Article

Surgical management of primary hyperparathyroidism: the case for giving up quick intraoperative PTH assay in favor of routine PTH measurement the morning after.

Department of General and Endocrine Surgery, Hospital C. Huriez, rue Michel Polonovski, 59037 Lille, France.
Annals of Surgery (Impact Factor: 7.19). 01/2005; 240(6):949-53; discussion 953-4.
Source: PubMed

ABSTRACT To analyze the utility of quick intraoperative parathyroid hormone (PTH) measurement in the surgical management of primary hyperparathyroidism.
The use of intraoperative PTH monitoring is well established in the surgery of primary hyperparathyroidism. However, some false-negative predictions lead to unnecessary explorations; furthermore, surgeons are becoming increasingly dependent on hormone measurement for intraoperative decisions, which raises concerns about the cost-effectiveness of the method.
A retrospective analysis of 268 neck explorations performed for primary hyperparathyroidism using intraoperative PTH monitoring from April 2001 to February 2003 was done. We used the criterion of "biologic recovery" of hyperfunctioning tissue, defined as a more than 50% decrease in PTH level from baseline value at 5 minutes after excision to predict the outcome of successful parathyroidectomy documented by normal postoperative serum calcium level. Additionally, we also sampled PTH at 10 minutes, 30 minutes, and the morning after surgery to compare the predictive value of delayed sampling. Patients were classified according to the prediction being concordant or discordant with the outcome. The data were analyzed using a 2 x 2 table construct for each of the sampling times, therefore providing sequential sensitivity, specificity, positive and negative predictive values, and overall accuracy of the predictions.

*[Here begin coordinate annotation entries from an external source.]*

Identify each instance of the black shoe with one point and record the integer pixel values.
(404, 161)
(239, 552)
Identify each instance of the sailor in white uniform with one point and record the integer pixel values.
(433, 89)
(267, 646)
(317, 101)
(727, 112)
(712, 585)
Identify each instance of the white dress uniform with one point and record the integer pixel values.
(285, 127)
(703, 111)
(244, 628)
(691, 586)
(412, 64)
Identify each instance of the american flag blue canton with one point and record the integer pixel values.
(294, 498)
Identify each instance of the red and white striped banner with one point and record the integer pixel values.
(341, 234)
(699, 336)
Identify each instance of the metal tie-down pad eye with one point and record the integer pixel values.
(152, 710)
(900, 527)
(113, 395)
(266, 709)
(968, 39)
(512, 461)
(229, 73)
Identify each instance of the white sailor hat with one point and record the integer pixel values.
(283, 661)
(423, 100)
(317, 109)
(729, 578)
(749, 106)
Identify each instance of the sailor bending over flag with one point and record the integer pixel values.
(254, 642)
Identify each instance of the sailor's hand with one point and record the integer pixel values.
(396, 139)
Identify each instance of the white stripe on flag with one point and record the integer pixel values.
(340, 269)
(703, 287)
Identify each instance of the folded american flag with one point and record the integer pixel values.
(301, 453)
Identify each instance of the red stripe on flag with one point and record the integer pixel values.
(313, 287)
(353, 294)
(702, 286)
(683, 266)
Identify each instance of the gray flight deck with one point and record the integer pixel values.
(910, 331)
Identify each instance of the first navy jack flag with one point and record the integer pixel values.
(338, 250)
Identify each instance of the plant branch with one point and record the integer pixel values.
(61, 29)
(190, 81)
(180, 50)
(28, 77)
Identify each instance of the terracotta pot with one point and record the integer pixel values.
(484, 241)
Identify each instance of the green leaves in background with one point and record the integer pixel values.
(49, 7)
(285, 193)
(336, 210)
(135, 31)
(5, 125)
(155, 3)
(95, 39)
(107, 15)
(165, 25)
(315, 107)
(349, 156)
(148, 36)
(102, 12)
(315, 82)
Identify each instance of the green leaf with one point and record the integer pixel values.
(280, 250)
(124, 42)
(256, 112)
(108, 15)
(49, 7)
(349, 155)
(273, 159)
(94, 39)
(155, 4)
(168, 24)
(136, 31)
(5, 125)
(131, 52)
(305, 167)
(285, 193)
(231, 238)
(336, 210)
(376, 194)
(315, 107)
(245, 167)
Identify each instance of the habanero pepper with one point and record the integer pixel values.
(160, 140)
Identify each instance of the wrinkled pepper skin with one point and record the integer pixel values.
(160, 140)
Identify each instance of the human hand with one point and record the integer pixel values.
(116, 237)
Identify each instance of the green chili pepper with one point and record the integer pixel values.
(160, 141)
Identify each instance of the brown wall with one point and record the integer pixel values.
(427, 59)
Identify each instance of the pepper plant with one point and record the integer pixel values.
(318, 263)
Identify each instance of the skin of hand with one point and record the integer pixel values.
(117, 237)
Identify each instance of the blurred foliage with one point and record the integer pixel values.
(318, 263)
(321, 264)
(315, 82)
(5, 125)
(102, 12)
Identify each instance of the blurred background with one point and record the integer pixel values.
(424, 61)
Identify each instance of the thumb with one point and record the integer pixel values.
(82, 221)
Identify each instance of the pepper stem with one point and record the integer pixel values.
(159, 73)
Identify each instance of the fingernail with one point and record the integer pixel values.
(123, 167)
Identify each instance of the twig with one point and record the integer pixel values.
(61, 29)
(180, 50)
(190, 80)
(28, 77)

Concordance or overall accuracy of prediction (true positives and negatives) was obtained in 229 cases (85.4%), and discordance or failure of prediction (false positives and negatives) was obtained in 34 cases (12.7%) at T5. On analyzing the iPTH prediction at T10, T30, and D1 among the group of 33 false negatives, we found that 28 (10.4%) patients reached the concordance at 30 minutes, while by the first day 32 patients (12.3%) had achieved concordance. Thus, there was a progressive increase in sensitivity and overall accuracy, but more importantly, in the negative predictive value reaching 88.9% on the day after surgery.

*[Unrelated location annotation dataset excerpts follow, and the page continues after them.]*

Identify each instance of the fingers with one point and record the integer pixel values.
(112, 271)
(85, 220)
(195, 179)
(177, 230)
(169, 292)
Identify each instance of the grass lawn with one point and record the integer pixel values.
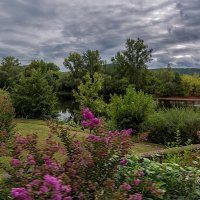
(26, 126)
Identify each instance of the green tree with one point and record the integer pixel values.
(9, 71)
(132, 62)
(74, 63)
(49, 70)
(130, 110)
(33, 97)
(88, 94)
(92, 61)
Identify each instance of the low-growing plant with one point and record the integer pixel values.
(71, 169)
(153, 180)
(175, 155)
(163, 124)
(130, 110)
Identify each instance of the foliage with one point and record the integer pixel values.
(9, 71)
(164, 82)
(90, 61)
(191, 85)
(33, 97)
(132, 62)
(165, 181)
(7, 115)
(130, 110)
(162, 125)
(174, 155)
(49, 70)
(88, 94)
(83, 173)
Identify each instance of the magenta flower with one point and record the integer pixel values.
(96, 122)
(57, 197)
(30, 160)
(136, 196)
(67, 188)
(136, 182)
(68, 198)
(139, 173)
(87, 114)
(123, 162)
(53, 181)
(15, 162)
(20, 193)
(44, 189)
(89, 120)
(85, 123)
(126, 187)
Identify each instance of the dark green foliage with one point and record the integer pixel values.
(88, 94)
(189, 71)
(162, 125)
(163, 82)
(7, 112)
(49, 70)
(90, 61)
(9, 71)
(132, 62)
(33, 97)
(130, 110)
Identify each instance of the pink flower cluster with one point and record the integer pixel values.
(49, 185)
(90, 121)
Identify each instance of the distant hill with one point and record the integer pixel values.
(185, 70)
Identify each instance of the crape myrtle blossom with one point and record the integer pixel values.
(90, 121)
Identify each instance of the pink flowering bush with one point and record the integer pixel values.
(70, 169)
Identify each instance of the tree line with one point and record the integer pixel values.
(45, 82)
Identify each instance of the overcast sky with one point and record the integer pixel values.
(50, 29)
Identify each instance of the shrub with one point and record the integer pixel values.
(86, 167)
(33, 97)
(159, 181)
(88, 95)
(7, 112)
(131, 109)
(7, 115)
(163, 125)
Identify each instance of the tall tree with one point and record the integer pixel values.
(33, 97)
(74, 63)
(9, 71)
(92, 61)
(132, 62)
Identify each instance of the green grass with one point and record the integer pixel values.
(27, 126)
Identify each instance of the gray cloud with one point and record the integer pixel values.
(50, 29)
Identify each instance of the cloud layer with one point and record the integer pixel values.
(50, 29)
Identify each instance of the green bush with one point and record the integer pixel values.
(88, 94)
(33, 97)
(130, 110)
(169, 179)
(162, 125)
(7, 112)
(7, 115)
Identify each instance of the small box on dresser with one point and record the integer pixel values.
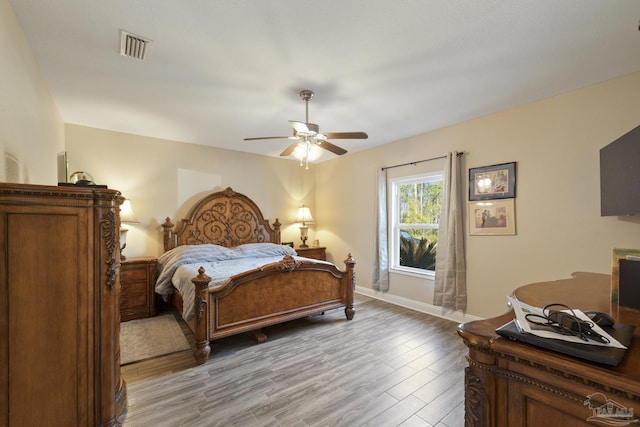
(137, 280)
(318, 252)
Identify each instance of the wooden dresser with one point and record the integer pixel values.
(316, 252)
(508, 383)
(59, 313)
(137, 280)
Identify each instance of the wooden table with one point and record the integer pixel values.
(509, 383)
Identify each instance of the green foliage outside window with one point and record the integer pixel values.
(420, 204)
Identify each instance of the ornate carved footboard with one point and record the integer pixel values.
(249, 301)
(272, 294)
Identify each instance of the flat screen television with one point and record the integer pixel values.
(620, 176)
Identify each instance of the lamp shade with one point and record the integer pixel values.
(126, 212)
(304, 215)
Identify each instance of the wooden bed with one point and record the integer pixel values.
(249, 301)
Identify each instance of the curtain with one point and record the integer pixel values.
(450, 289)
(381, 256)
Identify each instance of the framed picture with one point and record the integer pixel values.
(618, 254)
(493, 182)
(492, 217)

The method of sampling PTH intraoperatively at 5 minutes has a high positive predictive value (99.5%) but a low negative predictive value (19.5%), which can lead to unnecessary explorations and a delay in the operative procedure. The negative predictive value increases substantially at 30 minutes and is best on the day after surgery. We suggest giving up the intraoperative measurement of PTH to adopt the first day postoperative measurement of PTH as a predictor of successful parathyroidectomy.